Hands up anyone who is surprised that the Bank of England has added another £50 billion to the quantitative easing pot? The same hands will also believe that the Greeks have agreed terms for the next bail out tranche with the Troika (the European Union, the IMF and the European Central Bank). This ongoing epic odyssey of the voyage to nowhere has grabbed the headlines, but the BoE’s quiet announcement is equally significant to us Brits.
Central banks never utter the words quantitative easing, so the Bank calls it an addition to its “asset purchase programme”, which was only hiked to £275 billion back in October. The accompanying rhetoric states that inflation is on the way back down and may fall below their target of 2%, mainly as a result of the VAT increase last January falling out of the equation and lower energy prices, (despite Brent crude being over 10% higher Y-o-Y in sterling terms..); a convenient excuse perhaps.
The ECB has been shovelling money out to the European banks with indecent haste and their cunning plan is that those banks will then use that cash to buy junk bonds (Club Med sovereign debt) at much higher yields than the cost of borrowing. So far it hasn’t worked that way as the banks have just parked the money back with the ECB, but it has put a floor under the short end of the bond market.
This makes the likelihood of successful bond issuances by the PIGS marginally more likely, but left the BoE wondering when the markets will wake up to the fact that our “emperor” is wearing little else than a very ragged pair of shorts.
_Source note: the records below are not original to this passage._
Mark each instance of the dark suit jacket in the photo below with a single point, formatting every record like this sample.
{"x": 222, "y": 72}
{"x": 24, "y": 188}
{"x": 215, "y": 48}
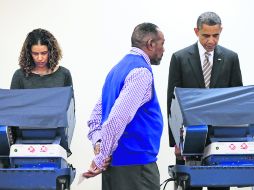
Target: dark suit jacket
{"x": 185, "y": 71}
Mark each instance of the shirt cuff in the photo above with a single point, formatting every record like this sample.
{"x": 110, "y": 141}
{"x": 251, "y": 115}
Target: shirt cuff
{"x": 98, "y": 160}
{"x": 96, "y": 137}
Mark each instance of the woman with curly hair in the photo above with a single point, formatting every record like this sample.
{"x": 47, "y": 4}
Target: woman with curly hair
{"x": 38, "y": 61}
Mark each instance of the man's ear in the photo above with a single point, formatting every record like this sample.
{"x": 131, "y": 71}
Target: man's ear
{"x": 150, "y": 44}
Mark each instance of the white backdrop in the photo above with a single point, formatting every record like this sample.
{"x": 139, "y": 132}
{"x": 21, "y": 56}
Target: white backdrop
{"x": 94, "y": 35}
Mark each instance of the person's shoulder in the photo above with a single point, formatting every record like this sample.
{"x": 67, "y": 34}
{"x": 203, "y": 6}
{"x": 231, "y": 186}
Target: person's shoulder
{"x": 186, "y": 49}
{"x": 63, "y": 69}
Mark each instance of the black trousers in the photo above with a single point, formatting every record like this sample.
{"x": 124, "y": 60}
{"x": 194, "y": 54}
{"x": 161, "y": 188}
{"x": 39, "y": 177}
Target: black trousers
{"x": 182, "y": 162}
{"x": 137, "y": 177}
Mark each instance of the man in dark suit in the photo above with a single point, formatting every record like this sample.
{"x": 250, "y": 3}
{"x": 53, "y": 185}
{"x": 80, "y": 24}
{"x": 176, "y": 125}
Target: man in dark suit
{"x": 186, "y": 66}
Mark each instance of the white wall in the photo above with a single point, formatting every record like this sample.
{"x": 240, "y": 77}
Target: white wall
{"x": 94, "y": 35}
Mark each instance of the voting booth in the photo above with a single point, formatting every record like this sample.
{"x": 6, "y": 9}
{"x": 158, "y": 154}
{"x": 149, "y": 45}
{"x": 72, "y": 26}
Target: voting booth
{"x": 214, "y": 129}
{"x": 36, "y": 128}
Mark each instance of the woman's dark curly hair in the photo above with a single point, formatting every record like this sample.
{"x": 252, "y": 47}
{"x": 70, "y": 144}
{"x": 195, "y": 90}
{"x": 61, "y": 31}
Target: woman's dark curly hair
{"x": 39, "y": 37}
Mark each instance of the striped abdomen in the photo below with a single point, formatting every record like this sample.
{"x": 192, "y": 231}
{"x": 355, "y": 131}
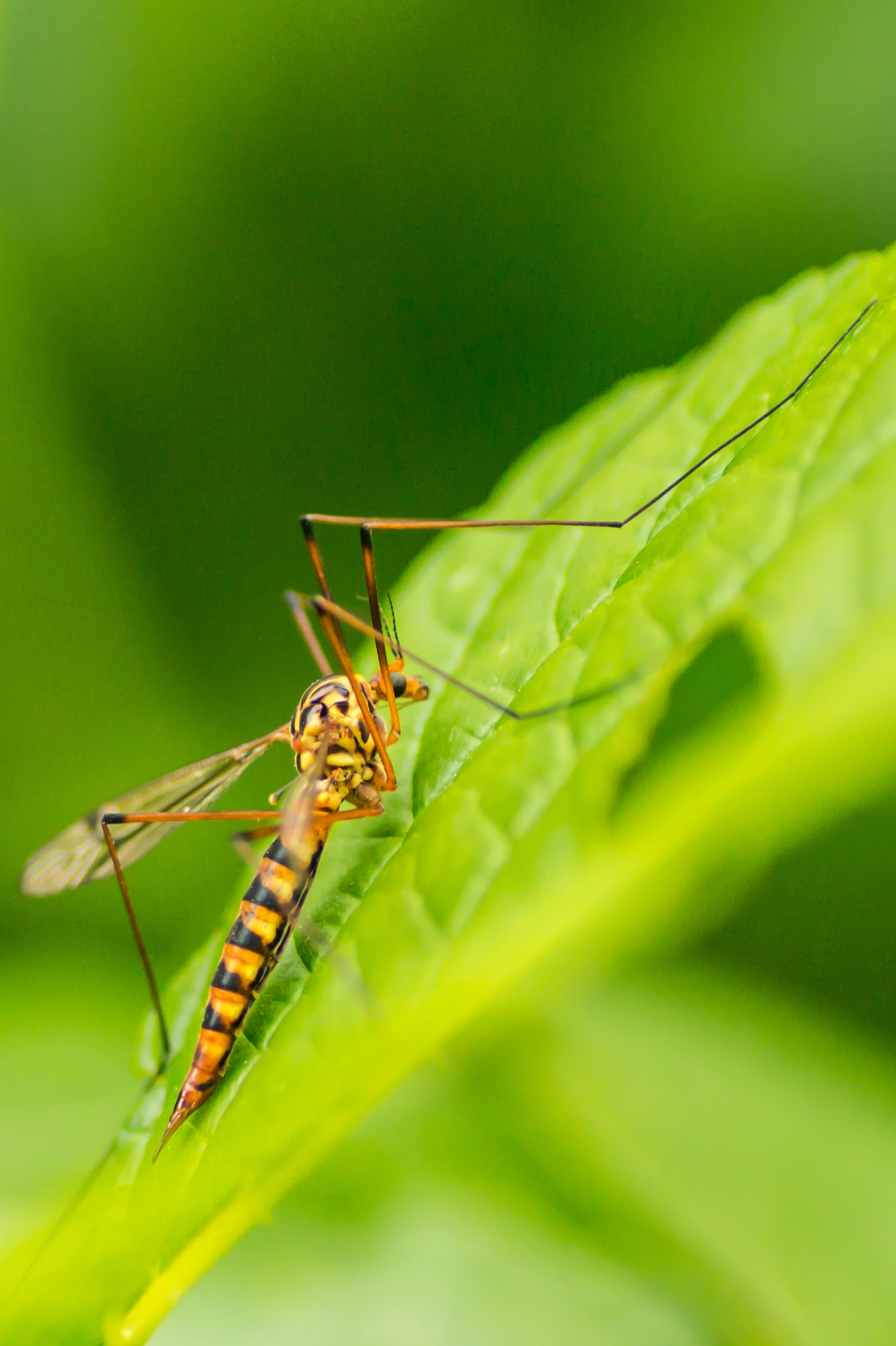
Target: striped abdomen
{"x": 256, "y": 941}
If they can keep up the illusion that the flight to safety “wings” he has tattooed on his chest will keep us airborne, they may postpone the inevitable for a time whilst attention is focussed on the rest of Europe. Technically the UK is part of Europe but then politics has rarely had any truck with mere geography…
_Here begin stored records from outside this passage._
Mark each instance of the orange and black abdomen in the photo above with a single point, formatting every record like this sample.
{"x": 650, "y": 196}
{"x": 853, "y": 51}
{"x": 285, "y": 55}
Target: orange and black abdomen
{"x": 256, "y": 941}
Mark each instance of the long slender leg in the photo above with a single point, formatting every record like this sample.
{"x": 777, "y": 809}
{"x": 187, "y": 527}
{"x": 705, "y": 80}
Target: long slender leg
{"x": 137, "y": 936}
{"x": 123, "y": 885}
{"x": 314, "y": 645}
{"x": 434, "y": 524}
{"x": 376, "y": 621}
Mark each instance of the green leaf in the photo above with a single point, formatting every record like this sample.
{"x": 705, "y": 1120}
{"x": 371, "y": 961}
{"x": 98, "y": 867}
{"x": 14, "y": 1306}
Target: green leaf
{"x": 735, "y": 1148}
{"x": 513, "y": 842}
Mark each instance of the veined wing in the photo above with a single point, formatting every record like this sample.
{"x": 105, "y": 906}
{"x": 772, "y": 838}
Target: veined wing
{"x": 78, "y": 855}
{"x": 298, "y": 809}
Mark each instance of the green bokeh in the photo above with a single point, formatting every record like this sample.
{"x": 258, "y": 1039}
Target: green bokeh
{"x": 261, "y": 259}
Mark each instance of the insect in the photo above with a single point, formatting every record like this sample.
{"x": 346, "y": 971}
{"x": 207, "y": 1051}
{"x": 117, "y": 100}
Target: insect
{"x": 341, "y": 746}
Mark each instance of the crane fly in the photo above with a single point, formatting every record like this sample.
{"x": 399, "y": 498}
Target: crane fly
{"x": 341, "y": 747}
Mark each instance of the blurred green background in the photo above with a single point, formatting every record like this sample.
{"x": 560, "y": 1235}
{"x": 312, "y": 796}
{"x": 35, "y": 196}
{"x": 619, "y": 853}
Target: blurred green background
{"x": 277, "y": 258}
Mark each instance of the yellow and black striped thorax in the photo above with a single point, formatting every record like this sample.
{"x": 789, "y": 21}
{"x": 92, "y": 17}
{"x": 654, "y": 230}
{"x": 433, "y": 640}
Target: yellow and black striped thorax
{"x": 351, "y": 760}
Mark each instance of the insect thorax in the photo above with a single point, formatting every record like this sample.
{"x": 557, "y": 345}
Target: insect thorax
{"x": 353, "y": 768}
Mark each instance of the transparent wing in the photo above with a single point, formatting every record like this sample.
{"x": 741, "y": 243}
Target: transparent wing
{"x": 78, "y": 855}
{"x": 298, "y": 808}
And so to Greece. Like many European nations the Greek government is a coalition party, but with a minority, making national unity on the issue next to impossible. Already a two day strike has been called and frankly the projections for GDP “growth” and debt repayment are utter nonsense; a point not missed by the IMF and the German Finance ministry who, let’s face it, are running the show.
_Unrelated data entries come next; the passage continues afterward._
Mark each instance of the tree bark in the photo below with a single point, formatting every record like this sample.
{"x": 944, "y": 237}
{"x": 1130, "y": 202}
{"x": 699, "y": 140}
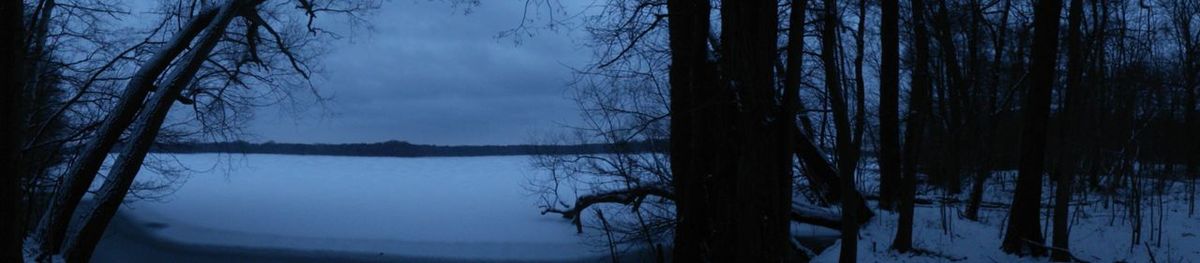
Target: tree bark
{"x": 1024, "y": 233}
{"x": 846, "y": 161}
{"x": 918, "y": 112}
{"x": 117, "y": 185}
{"x": 75, "y": 183}
{"x": 755, "y": 215}
{"x": 889, "y": 103}
{"x": 691, "y": 77}
{"x": 12, "y": 59}
{"x": 1071, "y": 149}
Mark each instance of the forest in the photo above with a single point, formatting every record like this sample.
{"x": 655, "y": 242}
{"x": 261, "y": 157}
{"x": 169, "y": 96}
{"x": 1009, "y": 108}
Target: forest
{"x": 396, "y": 148}
{"x": 712, "y": 130}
The markets meanwhile are in a sanguine mood, but why wouldn’t they be with all this central bank money sloshing around the system? If Greece was the only problem in Europe a solution would have been found ages ago, but it isn’t and we are back again to moral hazard, which I banged away about yesterday. If the Greeks get a deal then Portugal et al will be in the queue faster than the central banks can electronically print the money to pay them.